British EUROVISION participant Mae Muller rehearsed her song on a treadmill to prepare for the grand finale on Saturday.
Speaking to The Sun about her preparations, she said: “I was walking fast on the treadmill while I sang my song.
“It was really very difficult. It’s harder than it looks.”
On wanting to make the performance feel like “second nature,” she continued, “For me, one of the most important things about enjoying the whole thing is just being prepared so that when I go upstairs, I can just enjoy it.” walk, and that’s me. I don’t think of the steps or anything.”
She’s hired a special rehearsal space in Liverpool to practice her performance repeatedly, and it’s taking its toll.
When asked how many times she sang the track, which came out in March, mae said: “There must be hundreds. It has to be easy.
“This song, I hear it in my dreams, I hear it every time I close my eyes, but I wouldn’t want it any other way.”
Britain has a difficult track record in the Eurovision Song Contest, not having made the top ten since 2009 before 33-year-old Sam Ryder changed our fortunes last year when he took second place with his song ‘Space Man’.
Now Mae wants to ensure that Britain remains successful in the competition.

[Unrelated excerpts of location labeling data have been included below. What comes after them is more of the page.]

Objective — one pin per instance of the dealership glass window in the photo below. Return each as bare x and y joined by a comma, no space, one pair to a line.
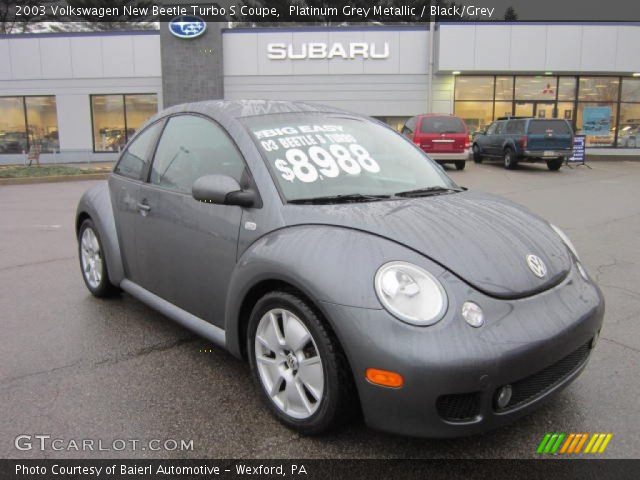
474,88
567,88
504,88
116,118
629,129
13,136
597,117
42,123
600,89
630,90
536,88
565,110
503,109
477,115
27,121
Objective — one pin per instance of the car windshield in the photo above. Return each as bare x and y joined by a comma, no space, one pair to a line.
326,155
541,127
442,125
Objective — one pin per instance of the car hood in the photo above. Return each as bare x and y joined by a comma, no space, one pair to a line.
483,239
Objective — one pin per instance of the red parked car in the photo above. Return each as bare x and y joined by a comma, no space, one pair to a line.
444,137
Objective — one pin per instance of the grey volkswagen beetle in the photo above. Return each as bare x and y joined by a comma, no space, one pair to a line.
344,264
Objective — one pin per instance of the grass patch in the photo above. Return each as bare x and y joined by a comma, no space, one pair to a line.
46,171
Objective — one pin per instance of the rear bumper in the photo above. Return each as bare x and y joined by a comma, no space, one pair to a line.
452,372
553,153
450,157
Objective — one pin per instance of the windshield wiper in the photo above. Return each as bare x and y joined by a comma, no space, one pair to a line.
423,192
346,198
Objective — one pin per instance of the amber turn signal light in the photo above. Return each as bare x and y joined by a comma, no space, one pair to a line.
384,378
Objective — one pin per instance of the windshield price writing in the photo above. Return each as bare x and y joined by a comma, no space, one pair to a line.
309,153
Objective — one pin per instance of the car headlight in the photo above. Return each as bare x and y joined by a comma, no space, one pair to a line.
566,240
410,293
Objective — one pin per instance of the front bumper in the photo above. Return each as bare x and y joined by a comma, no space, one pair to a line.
451,368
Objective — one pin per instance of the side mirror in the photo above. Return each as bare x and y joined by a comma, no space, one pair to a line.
222,190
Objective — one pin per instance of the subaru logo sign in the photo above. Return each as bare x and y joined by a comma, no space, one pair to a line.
187,26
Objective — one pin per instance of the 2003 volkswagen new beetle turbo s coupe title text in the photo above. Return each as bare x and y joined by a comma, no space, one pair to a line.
344,264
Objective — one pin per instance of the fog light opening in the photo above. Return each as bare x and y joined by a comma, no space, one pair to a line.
384,378
503,396
472,314
583,271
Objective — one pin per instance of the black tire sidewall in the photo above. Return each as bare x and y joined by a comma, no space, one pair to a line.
104,288
508,153
477,156
327,413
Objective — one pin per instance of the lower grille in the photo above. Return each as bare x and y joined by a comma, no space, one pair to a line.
544,380
460,407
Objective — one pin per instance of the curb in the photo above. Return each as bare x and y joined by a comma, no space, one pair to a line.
54,179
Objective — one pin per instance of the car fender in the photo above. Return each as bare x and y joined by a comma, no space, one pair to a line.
96,203
328,264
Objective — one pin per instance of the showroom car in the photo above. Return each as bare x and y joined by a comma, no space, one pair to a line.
445,138
349,270
515,140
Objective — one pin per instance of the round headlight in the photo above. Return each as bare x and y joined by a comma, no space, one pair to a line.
410,293
566,240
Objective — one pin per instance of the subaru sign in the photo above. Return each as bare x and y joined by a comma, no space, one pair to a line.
187,26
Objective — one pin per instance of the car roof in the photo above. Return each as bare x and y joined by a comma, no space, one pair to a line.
249,108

When asked how she envisioned it, she said: “I’m positive.
“I think I’m in the top ten – that’s doable and I’d be very, very happy.

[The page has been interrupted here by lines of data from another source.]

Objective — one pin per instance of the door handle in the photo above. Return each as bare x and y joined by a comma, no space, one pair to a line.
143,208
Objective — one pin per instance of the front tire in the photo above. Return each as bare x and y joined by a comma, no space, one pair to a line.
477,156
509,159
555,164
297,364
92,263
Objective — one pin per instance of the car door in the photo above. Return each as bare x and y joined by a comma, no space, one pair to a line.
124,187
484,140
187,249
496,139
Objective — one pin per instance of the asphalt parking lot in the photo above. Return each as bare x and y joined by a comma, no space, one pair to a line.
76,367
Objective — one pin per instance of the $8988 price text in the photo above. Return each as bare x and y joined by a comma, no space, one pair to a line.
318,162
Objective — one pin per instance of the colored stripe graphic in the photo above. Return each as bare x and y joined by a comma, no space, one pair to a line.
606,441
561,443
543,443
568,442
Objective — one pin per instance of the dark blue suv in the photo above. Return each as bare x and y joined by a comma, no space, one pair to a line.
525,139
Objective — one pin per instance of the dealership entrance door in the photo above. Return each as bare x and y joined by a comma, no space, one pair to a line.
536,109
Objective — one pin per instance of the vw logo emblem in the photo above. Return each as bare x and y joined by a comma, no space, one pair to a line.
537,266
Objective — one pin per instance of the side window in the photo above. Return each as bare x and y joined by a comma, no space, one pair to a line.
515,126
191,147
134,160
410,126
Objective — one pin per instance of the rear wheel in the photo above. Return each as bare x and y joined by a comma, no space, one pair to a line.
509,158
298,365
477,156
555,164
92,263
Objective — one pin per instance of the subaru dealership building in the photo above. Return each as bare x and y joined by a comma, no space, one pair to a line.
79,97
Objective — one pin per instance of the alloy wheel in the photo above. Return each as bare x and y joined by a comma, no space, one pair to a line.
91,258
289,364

Obviously, the top 5 is the crème de la crème.
“I really believe in that song and I feel like we all worked really, really hard on the show, so I feel like we have a really good chance of doing well. I’ll say top ten – I think we have a good chance.

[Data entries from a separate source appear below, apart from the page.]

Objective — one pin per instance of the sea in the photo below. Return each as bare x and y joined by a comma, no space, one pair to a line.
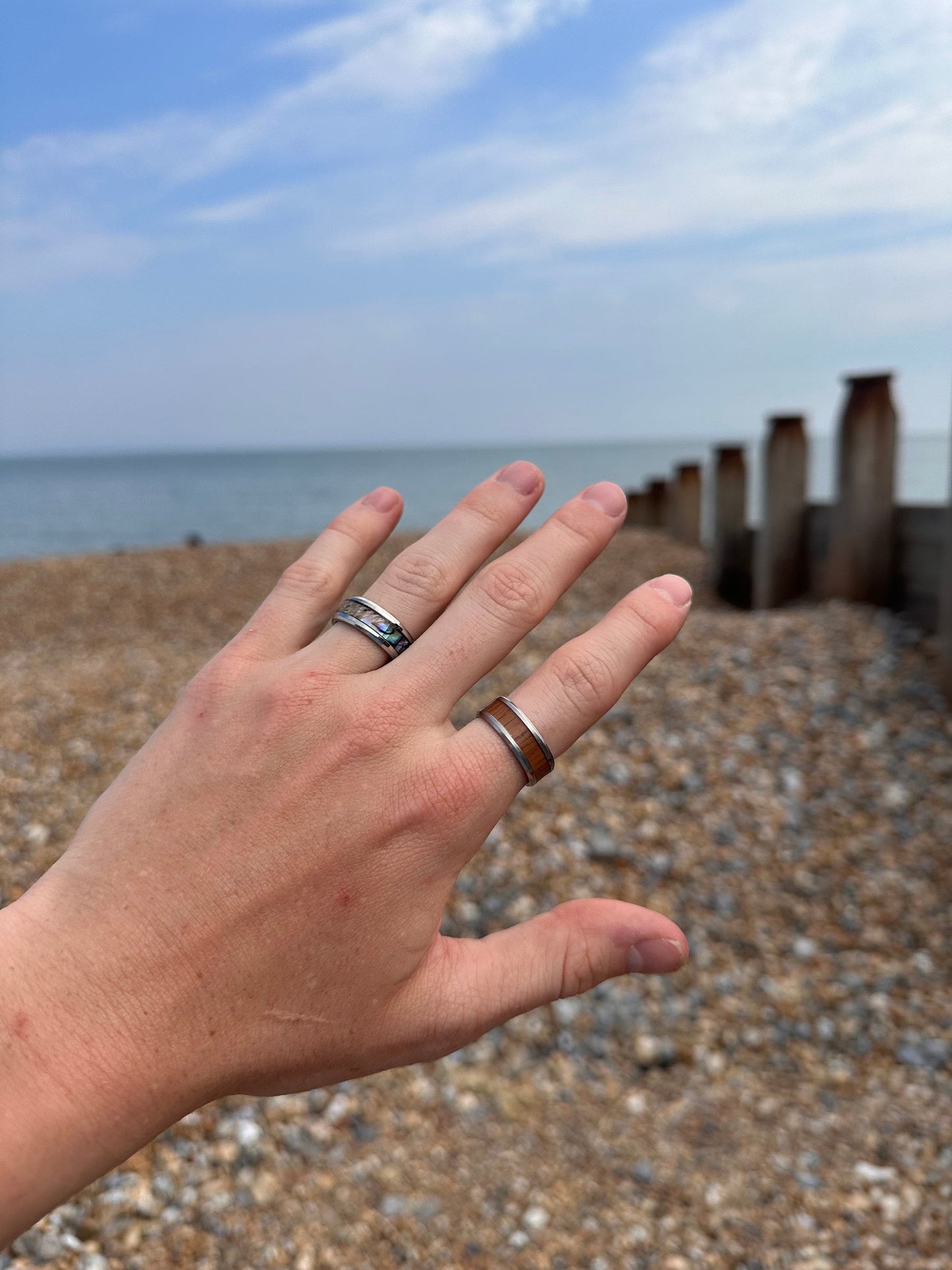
60,505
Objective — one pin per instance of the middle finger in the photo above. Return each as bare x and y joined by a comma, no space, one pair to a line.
419,583
509,597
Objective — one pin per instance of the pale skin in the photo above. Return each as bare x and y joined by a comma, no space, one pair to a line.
254,904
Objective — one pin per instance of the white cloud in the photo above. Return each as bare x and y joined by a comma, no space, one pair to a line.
37,252
235,211
382,53
412,50
761,116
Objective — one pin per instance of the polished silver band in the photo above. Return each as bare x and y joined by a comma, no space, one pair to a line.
376,624
522,738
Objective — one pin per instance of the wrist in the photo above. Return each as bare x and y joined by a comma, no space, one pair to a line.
88,1072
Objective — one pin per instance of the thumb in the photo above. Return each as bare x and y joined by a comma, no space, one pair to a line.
557,954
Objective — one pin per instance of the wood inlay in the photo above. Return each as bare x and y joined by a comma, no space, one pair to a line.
522,737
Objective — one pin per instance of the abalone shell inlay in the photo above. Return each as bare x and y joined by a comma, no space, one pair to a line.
387,633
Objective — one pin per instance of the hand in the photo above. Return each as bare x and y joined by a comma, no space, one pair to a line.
254,904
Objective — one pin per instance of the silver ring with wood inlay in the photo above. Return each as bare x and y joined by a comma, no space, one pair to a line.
522,737
376,624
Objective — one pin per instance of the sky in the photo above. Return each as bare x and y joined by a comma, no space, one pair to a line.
231,224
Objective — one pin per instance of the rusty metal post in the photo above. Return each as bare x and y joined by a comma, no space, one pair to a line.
779,559
686,489
657,504
861,548
946,604
730,554
636,516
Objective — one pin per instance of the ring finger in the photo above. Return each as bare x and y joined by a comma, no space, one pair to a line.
419,583
582,679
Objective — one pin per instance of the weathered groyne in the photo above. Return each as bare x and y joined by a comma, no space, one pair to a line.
861,546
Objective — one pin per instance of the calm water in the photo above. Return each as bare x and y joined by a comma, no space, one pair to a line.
57,505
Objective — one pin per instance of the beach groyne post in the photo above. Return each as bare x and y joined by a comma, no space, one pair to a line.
946,602
779,558
861,558
686,500
731,541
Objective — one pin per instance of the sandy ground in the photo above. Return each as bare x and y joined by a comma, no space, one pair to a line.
779,784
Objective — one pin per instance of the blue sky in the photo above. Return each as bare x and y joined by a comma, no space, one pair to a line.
294,223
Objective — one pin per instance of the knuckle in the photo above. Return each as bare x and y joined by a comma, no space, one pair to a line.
419,575
512,591
442,792
586,530
649,620
213,683
308,578
584,678
285,699
584,962
479,505
374,727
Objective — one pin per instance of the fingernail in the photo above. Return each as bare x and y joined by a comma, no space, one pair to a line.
657,956
382,500
520,475
607,498
673,589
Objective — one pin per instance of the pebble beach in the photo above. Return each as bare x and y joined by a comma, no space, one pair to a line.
779,784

A total of 26 countries are taking part final on Saturdaywhich starts at 8pm on BBC One.
Despite the positive experience of taking part, she revealed she has been abused online since her announcement as a UK act – but is flouting it.
She explained: “Social media can be a bit tricky at times.
Everything is so available – all the nice stuff and when someone wants to be mean it’s so easy for them to be mean.
“But I think for me it’s always been a way of controlling how I want to present myself.
“I can connect with the fans very easily and whenever there have been moments where people have been a little mean I’ve found a way to undo it through social media.
“That really, really helped me.”
After the show ends on Saturday, she is planning a night out with Rylan Clark, 34, in Liverpool, who will be commentating on BBC One’s second semi-final tonight.
She added, “We kind of have to celebrate and I think Rylan is probably one of the best people to party with, so we’ll definitely be in town.”